L’expérience du Mozambique a clairement
mis en évidence l’importance de coordonner les activités
de déminage avec celles de la réhabilitation. Au Mozambique,
cette coordination a été pauvre en général et pratiquement inexistante
au niveau national. La collecte des données et leur analyse,
pour déterminer les priorités et pour évaluer l’impact des actions,
ont été lacunaires par manque de systématisation et de standardisation.
Cela ne doit pas occulter le constat d’initiatives efficaces
ayant eu un impact local. A cet égard, l’intervention des ONG a
montré l’importance d’opérateurs souples et indépendants [7].
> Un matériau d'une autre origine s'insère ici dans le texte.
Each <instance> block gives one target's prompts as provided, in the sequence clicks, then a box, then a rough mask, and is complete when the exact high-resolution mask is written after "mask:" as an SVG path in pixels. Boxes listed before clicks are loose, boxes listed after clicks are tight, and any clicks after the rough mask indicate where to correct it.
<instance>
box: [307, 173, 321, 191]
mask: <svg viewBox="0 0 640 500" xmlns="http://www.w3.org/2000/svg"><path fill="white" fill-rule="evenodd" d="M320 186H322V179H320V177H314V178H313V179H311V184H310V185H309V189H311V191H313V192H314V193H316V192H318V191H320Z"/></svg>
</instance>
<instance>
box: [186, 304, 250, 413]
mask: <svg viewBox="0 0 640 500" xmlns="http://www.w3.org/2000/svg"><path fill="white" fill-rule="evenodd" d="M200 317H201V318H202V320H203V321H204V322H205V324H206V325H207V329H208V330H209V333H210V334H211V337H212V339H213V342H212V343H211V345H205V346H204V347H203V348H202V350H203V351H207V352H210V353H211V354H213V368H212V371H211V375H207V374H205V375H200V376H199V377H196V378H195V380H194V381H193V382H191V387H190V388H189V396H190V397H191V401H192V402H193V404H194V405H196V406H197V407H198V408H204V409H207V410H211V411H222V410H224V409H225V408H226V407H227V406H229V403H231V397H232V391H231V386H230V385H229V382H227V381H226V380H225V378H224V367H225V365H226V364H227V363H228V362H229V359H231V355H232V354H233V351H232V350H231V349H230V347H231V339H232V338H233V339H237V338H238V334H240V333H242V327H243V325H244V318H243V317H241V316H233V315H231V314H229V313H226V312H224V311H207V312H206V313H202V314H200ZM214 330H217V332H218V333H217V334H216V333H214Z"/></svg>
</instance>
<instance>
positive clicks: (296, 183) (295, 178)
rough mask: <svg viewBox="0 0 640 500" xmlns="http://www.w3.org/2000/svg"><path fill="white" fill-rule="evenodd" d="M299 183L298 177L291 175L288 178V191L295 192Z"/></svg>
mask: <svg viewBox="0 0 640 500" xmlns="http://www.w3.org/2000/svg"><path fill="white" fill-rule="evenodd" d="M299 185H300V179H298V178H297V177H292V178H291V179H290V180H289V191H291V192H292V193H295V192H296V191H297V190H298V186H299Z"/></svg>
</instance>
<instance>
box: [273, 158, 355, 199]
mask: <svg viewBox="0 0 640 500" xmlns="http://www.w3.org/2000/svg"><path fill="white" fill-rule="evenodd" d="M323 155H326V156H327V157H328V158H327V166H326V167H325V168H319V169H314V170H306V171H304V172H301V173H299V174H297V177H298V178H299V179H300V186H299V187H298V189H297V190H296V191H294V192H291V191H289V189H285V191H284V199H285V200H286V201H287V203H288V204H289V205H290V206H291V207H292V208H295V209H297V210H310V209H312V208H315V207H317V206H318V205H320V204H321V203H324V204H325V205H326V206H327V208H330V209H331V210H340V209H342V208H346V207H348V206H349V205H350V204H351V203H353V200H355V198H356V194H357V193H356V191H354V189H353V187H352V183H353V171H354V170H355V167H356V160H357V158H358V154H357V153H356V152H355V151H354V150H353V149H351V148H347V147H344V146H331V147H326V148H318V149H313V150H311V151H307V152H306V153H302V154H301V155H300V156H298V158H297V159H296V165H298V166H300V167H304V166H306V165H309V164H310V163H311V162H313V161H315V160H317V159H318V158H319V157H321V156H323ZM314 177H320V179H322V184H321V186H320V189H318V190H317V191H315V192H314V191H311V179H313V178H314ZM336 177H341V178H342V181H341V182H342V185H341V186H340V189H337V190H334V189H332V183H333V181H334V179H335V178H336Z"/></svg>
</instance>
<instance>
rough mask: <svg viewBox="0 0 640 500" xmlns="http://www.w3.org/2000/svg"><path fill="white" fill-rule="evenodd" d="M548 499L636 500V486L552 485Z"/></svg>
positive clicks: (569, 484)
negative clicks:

Il peut sembler évident que les programmes de réhabilitation
post-conflit doivent intégrer la problématique mines et UXO. Mais
cette évidence n’est pas toujours prise en compte. Qu’il s’agisse de
l’axe prévention des accidents ou de l’axe assistance aux victimes, la
coordination entre les planificateurs, bailleurs de fonds et opérateurs
intervenant dans la réhabilitation est un élément essentiel. En
outre, les éléments suivants renforcent l’impact du déminage et de
l’aide aux victimes sur la réhabilitation: pragmatisme pour les planificateurs,
garantie de contrôle budgétaire pour les bailleurs, liberté
d’initiative et de mouvement pour les opérateurs.
Ce texte a été publié dans le Courrier ACP-UE n° 198 (mai-juin 2003).
[1] UXO = Unexploded Ordnance = engins non-explosés (grenades, roquettes, bombes, etc.). On parle également de “débris de guerre explosifs” (Explosive Remnants of War).
[2] “Landmine Monitor Report 2002”, International Campaign to Ban Landmines,
Washington DC, 2002.
[3] “Explosive remnants of war – Unexploded ordnance and post-conflict communities”, Landmine Action & The Cooperative Bank, 2002.
[4] Situation au 1er avril 2003.
[5] Indice calculé sur base de l’espérance de vie moyenne à la naissance, du taux d’alphabétisation et de scolarisation, et du PIB par habitant.
[6] 1 374 sites identifiés, représentant une surface totale de 562 km2, dont environ 200 km2 ont été nettoyés à ce jour. Source: “Landmine Survivors Rehabilitation Database”, Landmine Survivors Network.
[7] “A study of Socio-Economic Approaches to Mine Action”, UNDP-Geneva
International Center for Humanitarian Demining, 2001.